What are cap rates for commercial real estate for sale in Florida?

Florida commercial real estate cap rates in 2026 range from 5.0% to 8.0%+ depending on asset class, location, and tenant quality. NNN retail with investment-grade tenants: 5.0%–6.25%. Industrial/warehouse: 5.5%–7.5%. Multifamily: 5.25%–7.0%. Commercial land: valued on price-per-acre or SF, not cap rate. Strip centers and unanchored retail: 6.25%–7.5%+. Higher cap rates (7.0%–8.5%+) are available in secondary markets and tertiary locations.

What are the best markets for commercial real estate investment in Florida?

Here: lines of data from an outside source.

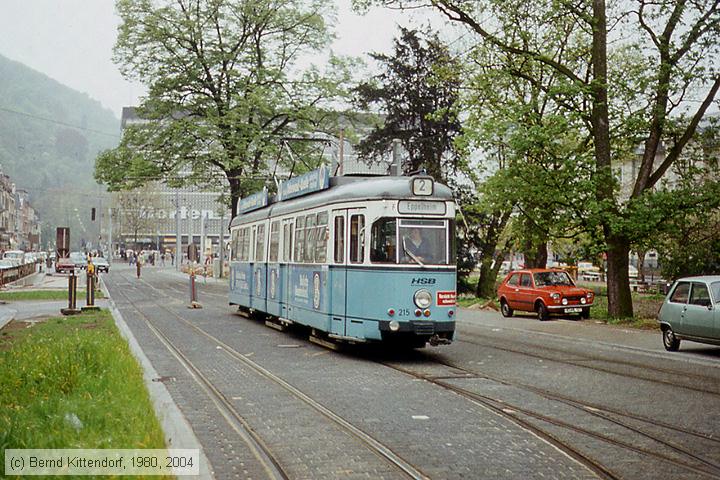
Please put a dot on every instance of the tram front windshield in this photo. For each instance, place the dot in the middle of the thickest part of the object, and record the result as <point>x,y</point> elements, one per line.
<point>411,241</point>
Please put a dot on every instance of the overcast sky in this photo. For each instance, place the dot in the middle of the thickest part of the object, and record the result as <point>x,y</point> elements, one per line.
<point>71,41</point>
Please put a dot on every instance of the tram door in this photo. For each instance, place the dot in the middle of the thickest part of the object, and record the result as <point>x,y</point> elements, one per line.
<point>348,227</point>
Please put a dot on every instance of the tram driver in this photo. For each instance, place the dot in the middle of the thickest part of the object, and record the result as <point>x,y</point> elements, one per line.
<point>418,247</point>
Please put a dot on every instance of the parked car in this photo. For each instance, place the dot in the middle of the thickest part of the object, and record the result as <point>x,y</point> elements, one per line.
<point>15,256</point>
<point>101,265</point>
<point>543,291</point>
<point>691,311</point>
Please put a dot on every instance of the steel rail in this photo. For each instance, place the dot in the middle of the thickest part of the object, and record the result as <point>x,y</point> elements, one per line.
<point>507,410</point>
<point>373,444</point>
<point>604,370</point>
<point>256,444</point>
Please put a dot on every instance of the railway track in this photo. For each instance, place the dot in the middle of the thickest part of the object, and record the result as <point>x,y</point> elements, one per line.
<point>263,453</point>
<point>524,416</point>
<point>542,425</point>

Florida's top commercial real estate investment markets in 2026: (1) Orlando metro — the most diverse and active CRE market in the state across all asset classes; (2) I-4 corridor (Lakeland-Tampa) — Florida's industrial spine with the highest logistics demand; (3) Space Coast (Melbourne-Palm Bay-Titusville) — emerging value market driven by NASA, defense, and aerospace employment growth; (4) Jacksonville — widest cap rates in the state across retail, industrial, and multifamily; (5) Tampa-St. Pete — tight vacancy and strong rent growth across industrial and multifamily.

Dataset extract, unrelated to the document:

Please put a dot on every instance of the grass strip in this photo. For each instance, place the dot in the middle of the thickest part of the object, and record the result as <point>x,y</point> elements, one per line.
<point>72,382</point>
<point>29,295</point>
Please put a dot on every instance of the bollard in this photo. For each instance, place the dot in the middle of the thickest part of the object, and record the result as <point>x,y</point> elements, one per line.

How do I buy commercial real estate in Florida?

The process of buying commercial real estate in Florida: (1) Define your investment criteria — asset class, target market, size, cap rate, and financing approach; (2) Engage a buyer's representative to source on- and off-market opportunities — this is free for buyers in Florida; (3) Letter of Intent (LOI) — non-binding offer outlining price, terms, and due diligence period; (4) Due diligence — physical inspection, environmental assessment, title review, financial analysis, and lease review (45–90 days); (5) Financing — secure permanent or bridge financing; (6) Closing. The full process from offer to close typically runs 60–120 days on standard transactions.

Why is Florida a top commercial real estate investment destination?

Florida ranks among the top 3 US states for commercial real estate investment activity due to: (1) No state income tax — a 5–13% after-tax return advantage over CA, NY, and NJ; (2) Population growth — 365,000 net new residents in 2023, more than any other state; (3) Business-friendly environment — no corporate income tax, streamlined permitting, and pro-development regulatory climate; (4) Diverse investment inventory — deep inventory across all asset classes at a range of deal sizes; (5) 1031 exchange hub — the top replacement property destination for investors exiting high-tax states.